Modeling soil water dynamics of an intensively cultivated histosol

Understanding soil–water dynamics in cultivated organic soils (histosols) is crucial for sustainable agriculture, ecosystem preservation, and climate change mitigation. Data on the soil water retention curves (SWRCs) of these histosols in Canada are not readily available in the literature. The Hydrus‐1D model was used to predict SWRCs for a cultivated organic soil in Quebec. The model was validated with matric potential measured in a soil column at 10, 26, and 48 cm. The optimized hydraulic parameters in the Hydrus model resulted in field capacity moisture contents of 0.6, 0.696, and 0.49 cm3 cm−3 at the three depths, respectively. Wilting point moisture contents of 0.165, 0.107, and 0.14 cm3 cm−3 were obtained at the same depths. Model accuracy was confirmed with a Nash–Sutcliffe efficiency of 0.76, 0.91, and 0.78 for the three depths, respectively.
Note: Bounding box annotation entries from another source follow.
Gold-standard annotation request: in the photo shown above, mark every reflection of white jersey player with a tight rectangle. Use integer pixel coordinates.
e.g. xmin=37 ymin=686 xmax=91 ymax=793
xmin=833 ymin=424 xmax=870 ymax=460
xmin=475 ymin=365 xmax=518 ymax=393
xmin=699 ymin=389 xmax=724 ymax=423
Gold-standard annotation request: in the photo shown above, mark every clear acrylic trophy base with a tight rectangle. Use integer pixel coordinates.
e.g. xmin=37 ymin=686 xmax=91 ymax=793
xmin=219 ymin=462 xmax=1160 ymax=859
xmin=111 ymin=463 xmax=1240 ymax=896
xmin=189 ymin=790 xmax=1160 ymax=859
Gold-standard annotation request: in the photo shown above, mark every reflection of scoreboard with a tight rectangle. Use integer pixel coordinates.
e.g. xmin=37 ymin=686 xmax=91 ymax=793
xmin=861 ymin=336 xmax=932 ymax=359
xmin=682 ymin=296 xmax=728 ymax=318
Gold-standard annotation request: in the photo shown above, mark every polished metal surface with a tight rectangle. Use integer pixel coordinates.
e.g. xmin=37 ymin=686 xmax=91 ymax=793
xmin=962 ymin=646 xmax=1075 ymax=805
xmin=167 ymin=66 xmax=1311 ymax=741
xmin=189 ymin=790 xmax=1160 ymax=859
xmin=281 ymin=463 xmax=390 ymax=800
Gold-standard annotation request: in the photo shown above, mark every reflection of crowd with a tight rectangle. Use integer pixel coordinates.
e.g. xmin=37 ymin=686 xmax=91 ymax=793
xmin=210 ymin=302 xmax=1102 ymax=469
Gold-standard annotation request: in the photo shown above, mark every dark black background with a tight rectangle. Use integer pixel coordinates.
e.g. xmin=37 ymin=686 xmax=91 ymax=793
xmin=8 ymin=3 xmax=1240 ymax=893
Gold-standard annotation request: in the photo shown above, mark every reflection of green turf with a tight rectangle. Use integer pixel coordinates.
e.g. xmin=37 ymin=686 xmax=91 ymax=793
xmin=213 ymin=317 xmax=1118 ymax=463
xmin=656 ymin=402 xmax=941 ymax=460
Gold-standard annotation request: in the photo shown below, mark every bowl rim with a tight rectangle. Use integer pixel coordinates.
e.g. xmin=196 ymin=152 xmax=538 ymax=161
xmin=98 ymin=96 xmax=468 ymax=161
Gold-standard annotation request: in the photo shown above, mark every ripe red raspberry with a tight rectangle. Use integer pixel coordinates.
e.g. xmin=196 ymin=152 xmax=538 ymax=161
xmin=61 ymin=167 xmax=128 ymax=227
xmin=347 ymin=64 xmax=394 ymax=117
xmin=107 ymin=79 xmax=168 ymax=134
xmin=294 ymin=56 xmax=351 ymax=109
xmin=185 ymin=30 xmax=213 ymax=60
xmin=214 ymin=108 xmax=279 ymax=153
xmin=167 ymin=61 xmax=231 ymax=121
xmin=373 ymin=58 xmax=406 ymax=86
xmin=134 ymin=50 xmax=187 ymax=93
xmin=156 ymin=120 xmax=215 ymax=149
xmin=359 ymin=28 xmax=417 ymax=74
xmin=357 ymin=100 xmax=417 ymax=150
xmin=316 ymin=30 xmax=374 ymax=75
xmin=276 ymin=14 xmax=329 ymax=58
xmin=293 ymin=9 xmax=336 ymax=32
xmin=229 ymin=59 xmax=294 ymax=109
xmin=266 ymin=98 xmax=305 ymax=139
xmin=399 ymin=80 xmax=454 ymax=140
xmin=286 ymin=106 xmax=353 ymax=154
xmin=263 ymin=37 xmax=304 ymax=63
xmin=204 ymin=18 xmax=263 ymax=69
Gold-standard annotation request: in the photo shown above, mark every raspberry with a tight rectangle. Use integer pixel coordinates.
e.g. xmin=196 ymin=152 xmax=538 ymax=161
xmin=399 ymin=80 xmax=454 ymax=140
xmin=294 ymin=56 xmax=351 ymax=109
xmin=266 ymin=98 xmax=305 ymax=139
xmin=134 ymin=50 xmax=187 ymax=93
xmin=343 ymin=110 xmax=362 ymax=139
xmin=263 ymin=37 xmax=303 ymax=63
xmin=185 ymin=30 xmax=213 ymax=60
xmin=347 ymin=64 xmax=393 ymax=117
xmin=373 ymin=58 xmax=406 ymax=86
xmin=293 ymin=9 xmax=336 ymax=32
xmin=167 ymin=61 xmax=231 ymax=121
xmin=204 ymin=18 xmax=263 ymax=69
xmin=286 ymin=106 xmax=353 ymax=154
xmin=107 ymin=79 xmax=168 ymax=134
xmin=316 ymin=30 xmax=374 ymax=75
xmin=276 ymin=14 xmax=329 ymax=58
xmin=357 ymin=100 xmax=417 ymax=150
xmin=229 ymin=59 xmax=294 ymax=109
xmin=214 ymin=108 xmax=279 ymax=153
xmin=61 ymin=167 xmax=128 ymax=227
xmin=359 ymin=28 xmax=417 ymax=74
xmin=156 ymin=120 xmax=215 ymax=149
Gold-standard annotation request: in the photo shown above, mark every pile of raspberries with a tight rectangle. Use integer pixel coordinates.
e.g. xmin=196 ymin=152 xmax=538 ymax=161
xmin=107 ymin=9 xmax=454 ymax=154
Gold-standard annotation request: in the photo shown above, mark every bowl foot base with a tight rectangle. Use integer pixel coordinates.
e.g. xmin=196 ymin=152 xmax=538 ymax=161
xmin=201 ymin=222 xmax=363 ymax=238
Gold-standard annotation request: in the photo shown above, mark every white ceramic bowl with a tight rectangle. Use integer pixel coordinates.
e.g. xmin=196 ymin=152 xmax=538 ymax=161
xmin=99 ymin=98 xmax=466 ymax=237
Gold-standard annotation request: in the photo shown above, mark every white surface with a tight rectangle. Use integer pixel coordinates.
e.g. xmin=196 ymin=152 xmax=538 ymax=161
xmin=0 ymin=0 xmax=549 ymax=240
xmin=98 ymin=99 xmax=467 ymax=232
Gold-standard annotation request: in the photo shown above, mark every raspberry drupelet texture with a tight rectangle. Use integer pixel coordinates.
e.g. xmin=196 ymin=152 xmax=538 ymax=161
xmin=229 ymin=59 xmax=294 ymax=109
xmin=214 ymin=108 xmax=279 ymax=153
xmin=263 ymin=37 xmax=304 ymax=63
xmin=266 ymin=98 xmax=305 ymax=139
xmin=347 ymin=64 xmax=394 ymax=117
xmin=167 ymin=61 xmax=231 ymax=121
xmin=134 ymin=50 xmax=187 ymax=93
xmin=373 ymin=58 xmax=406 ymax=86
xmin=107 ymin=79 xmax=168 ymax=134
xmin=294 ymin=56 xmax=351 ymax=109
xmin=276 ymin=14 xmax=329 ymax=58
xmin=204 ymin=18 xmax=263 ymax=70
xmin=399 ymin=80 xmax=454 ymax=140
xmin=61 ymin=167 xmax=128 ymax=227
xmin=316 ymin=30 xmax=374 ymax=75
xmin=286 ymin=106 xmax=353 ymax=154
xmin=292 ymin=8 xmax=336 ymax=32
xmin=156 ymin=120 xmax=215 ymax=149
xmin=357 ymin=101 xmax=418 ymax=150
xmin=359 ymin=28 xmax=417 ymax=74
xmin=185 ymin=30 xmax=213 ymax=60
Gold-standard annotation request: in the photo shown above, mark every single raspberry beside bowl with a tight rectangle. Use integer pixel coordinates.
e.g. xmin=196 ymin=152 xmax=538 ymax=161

These findings can inform decisions regarding water management practices such as irrigation and drainage requirements for intensively cultivated organic soils. Core Ideas The Hydrus 1D model was used to develop soil water retention curves for a cultivated peat soil. The model simulations were validated using data from a laboratory soil column study. The Hydrus simulations were improved when we used the soil hydraulic parameters from an inverse modeling approach.